堂塔伽藍・山門

参拝者を迎える格式高い山門

中山寺の山門は正保三年(一六四六)徳川家光により再建された兵庫県指定文化財であり、正面三間、側面二間の入母屋造り、本瓦葺の格式高い二重門です。『望海楼』とも呼ばれ、昔はこの山門の上から遠く海を望むことができたと言われます。

山門は境内の入口にあり、さとりを求める人々が通る門であると同時に、悪いものが境内に入り込まないための関所とされています。そのため、山門の上層内部には地蔵菩薩、閻魔王、司命、司録を祀り、下層には、阿形・吽形の仁王像と獅子・狛犬を祀っています。
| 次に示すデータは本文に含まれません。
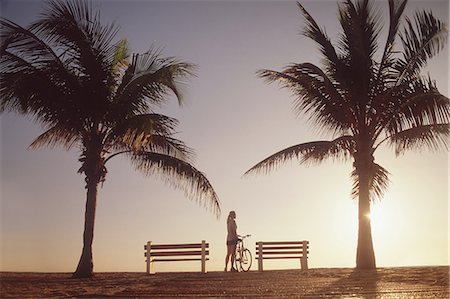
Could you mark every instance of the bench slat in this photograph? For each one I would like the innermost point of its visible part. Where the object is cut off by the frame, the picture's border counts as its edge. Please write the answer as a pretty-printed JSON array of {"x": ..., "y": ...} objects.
[
  {"x": 177, "y": 246},
  {"x": 278, "y": 257},
  {"x": 279, "y": 247},
  {"x": 175, "y": 253},
  {"x": 264, "y": 252},
  {"x": 178, "y": 260},
  {"x": 283, "y": 243}
]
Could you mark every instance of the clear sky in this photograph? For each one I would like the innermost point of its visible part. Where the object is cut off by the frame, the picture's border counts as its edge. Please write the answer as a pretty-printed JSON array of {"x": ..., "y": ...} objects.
[{"x": 233, "y": 120}]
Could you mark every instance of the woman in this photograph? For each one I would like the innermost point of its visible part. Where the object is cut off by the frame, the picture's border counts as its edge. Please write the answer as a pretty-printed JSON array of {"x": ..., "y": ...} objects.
[{"x": 232, "y": 239}]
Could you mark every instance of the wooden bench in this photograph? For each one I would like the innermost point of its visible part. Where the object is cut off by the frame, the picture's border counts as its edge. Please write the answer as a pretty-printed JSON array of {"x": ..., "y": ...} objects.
[
  {"x": 176, "y": 252},
  {"x": 282, "y": 250}
]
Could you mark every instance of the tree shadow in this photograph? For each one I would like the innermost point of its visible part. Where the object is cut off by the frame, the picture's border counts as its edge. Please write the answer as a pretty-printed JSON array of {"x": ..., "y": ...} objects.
[{"x": 361, "y": 284}]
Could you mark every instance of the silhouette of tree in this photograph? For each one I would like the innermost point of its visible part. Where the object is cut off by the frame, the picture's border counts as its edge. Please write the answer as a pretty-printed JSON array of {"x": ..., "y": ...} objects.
[
  {"x": 366, "y": 98},
  {"x": 69, "y": 73}
]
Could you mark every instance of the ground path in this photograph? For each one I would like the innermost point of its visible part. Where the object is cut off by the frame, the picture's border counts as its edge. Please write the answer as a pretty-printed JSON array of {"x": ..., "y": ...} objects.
[{"x": 408, "y": 282}]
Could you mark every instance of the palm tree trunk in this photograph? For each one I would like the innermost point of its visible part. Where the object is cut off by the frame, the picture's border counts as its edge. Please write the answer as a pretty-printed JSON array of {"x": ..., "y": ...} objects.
[
  {"x": 365, "y": 256},
  {"x": 86, "y": 265}
]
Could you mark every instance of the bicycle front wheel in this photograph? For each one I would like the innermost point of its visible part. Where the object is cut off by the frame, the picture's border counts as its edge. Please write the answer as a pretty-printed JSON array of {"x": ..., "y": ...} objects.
[{"x": 245, "y": 260}]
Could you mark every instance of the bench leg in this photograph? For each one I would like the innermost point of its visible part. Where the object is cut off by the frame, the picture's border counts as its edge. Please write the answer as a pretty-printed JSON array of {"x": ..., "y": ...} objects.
[
  {"x": 260, "y": 266},
  {"x": 203, "y": 256}
]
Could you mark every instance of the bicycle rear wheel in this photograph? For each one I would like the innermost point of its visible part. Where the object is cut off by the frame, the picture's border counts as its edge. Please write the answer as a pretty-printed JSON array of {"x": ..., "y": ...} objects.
[{"x": 245, "y": 260}]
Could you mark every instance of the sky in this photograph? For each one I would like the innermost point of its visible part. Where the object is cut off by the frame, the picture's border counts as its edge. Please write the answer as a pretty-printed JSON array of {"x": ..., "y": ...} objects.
[{"x": 233, "y": 120}]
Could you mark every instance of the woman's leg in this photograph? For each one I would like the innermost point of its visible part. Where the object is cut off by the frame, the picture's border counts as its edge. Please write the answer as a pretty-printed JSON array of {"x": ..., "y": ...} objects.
[
  {"x": 233, "y": 256},
  {"x": 228, "y": 256}
]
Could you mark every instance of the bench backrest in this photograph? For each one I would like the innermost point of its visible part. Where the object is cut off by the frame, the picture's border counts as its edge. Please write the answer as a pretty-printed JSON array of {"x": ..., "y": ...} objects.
[
  {"x": 176, "y": 252},
  {"x": 282, "y": 250}
]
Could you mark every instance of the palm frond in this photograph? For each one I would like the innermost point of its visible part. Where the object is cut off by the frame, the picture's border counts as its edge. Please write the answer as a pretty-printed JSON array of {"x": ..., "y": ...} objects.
[
  {"x": 56, "y": 135},
  {"x": 316, "y": 96},
  {"x": 379, "y": 182},
  {"x": 180, "y": 175},
  {"x": 422, "y": 39},
  {"x": 396, "y": 8},
  {"x": 419, "y": 104},
  {"x": 315, "y": 33},
  {"x": 358, "y": 44},
  {"x": 433, "y": 137},
  {"x": 149, "y": 132},
  {"x": 149, "y": 78},
  {"x": 338, "y": 149}
]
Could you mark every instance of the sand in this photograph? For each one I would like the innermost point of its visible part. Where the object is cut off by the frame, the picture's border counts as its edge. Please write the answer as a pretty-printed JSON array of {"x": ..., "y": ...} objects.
[{"x": 407, "y": 282}]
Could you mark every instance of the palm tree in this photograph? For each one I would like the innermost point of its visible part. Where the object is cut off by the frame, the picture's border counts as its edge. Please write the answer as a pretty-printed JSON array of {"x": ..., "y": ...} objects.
[
  {"x": 366, "y": 98},
  {"x": 87, "y": 91}
]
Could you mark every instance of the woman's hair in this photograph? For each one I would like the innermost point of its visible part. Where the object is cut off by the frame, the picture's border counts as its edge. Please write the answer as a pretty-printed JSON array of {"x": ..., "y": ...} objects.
[{"x": 231, "y": 215}]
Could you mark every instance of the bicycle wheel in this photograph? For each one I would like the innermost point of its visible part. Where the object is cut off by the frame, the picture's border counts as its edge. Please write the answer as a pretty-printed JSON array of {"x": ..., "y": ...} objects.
[
  {"x": 237, "y": 260},
  {"x": 245, "y": 261}
]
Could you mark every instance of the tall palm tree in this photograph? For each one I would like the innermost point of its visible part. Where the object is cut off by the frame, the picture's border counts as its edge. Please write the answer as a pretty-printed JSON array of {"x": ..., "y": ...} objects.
[
  {"x": 367, "y": 98},
  {"x": 87, "y": 91}
]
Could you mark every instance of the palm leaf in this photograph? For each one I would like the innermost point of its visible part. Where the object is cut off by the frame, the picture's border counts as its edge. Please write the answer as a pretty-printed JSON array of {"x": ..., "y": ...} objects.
[
  {"x": 422, "y": 39},
  {"x": 379, "y": 181},
  {"x": 396, "y": 8},
  {"x": 313, "y": 31},
  {"x": 57, "y": 135},
  {"x": 433, "y": 137},
  {"x": 317, "y": 151},
  {"x": 316, "y": 95},
  {"x": 180, "y": 175},
  {"x": 148, "y": 80}
]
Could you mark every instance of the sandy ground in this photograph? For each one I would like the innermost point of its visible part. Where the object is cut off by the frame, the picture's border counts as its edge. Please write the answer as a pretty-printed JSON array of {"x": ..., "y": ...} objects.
[{"x": 408, "y": 282}]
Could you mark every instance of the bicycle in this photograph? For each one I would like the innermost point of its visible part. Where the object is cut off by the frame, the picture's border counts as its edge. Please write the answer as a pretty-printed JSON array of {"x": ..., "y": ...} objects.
[{"x": 243, "y": 257}]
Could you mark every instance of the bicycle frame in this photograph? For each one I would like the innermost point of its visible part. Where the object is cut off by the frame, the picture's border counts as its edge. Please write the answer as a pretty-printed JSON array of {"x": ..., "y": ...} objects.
[{"x": 243, "y": 256}]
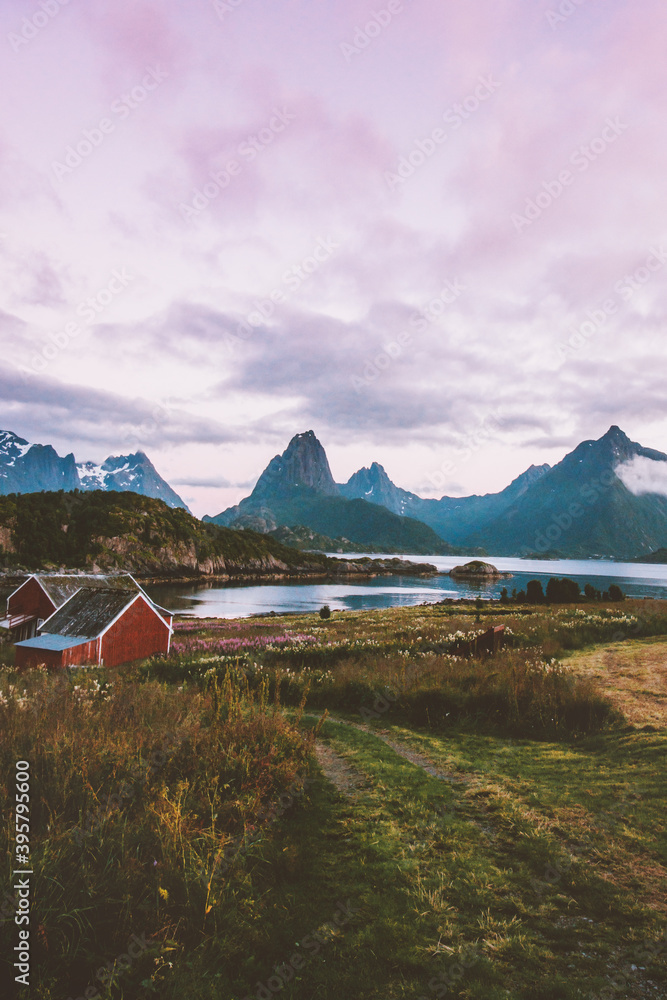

また、仁王像のまわりには足腰が丈夫であるようにとの願いを込めて多くの『わらじ』が奉納されています。

  • 歴史ある貴重な山門の建築様式

    中山寺の山門は、その様式から二重門(二階建てで屋根が二重にある門)に分類されます。

    門には、大きく分けて、一階建ての門(単層門)と二階建ての門(重層門)があります。二階建ての門は、一層目の屋根が無く、縁・高欄(こうらん)だけですませる楼門という様式が多く、一層目にも屋根を持つ二重門は数が少なく、格式高い門と言えます。

    正保三年(一六四六)の建立棟札のほか、享保八年(一七二三)の修理棟札が現存しており、また、上層階に祀られている閻魔像の台座には享保五年(一七二〇)の銘文があることから、閻魔像など上層に祀られている尊像は、山門修理にあわせて制作されたものと思われます。

  • 山門の南北を護る仁王像と狛犬

    山門には、南側に阿形・吽形の仁王像、北側に獅子・狛犬を祀っております。

    これらの尊像は、平成二十一年の山門改修工事にあたり修復彩色を行いました。その際、仁王像の体内から正保五年と書かれた木札や写経された仏頂尊勝陀羅尼(ぶっちょうそんしょうだらに)・般若心経が発見され、山門建立と同時期に制作されたことが明らかとなりました。

    仁王像は、阿形・吽形の二体とも像高約二七五センチ、欅材の寄木造りで玉眼嵌入(仏像の目の部分に水晶を嵌め込む技法)されており、修復の際に発見された木札から大阪の仏師の作であることが分かりました。

    獅子は阿形で角が無く、狛犬は吽形で角があり、ともに像高約一二三センチ、欅材の寄木造りで玉眼嵌入されています。制作は仁王像と同時期と考えられ、修復時の痕跡調査から弁柄漆のみで仕上げられていたことが判明し、制作当初の姿を忠実に復元しています。

  • 足腰の丈夫を願うわらじ祈願

    山門の仁王像の周りには、多くの『わらじ』が奉納されています。これは、交通手段の発達していない昔の西国巡礼が長く苦しい旅であったため、それに自分の足腰が耐えられるよう祈りを込めてわらじを奉納していたことが由来となっています。また、巡礼の途中でわらじが破れた時、先の人が奉納したわらじを借用したあと、次の札所に新しいわらじを納めてゆく習わしがあったともいいます。

    仁王像はその力強い風貌から、身体健全、とくに健脚のご利益があるとして崇拝されてきました。そのため、『足腰が丈夫である様に』との願いを込めて、今でも多くの方がわらじを奉納されています。

    わらじ祈願の受付は、山門横の総案内所で承っております。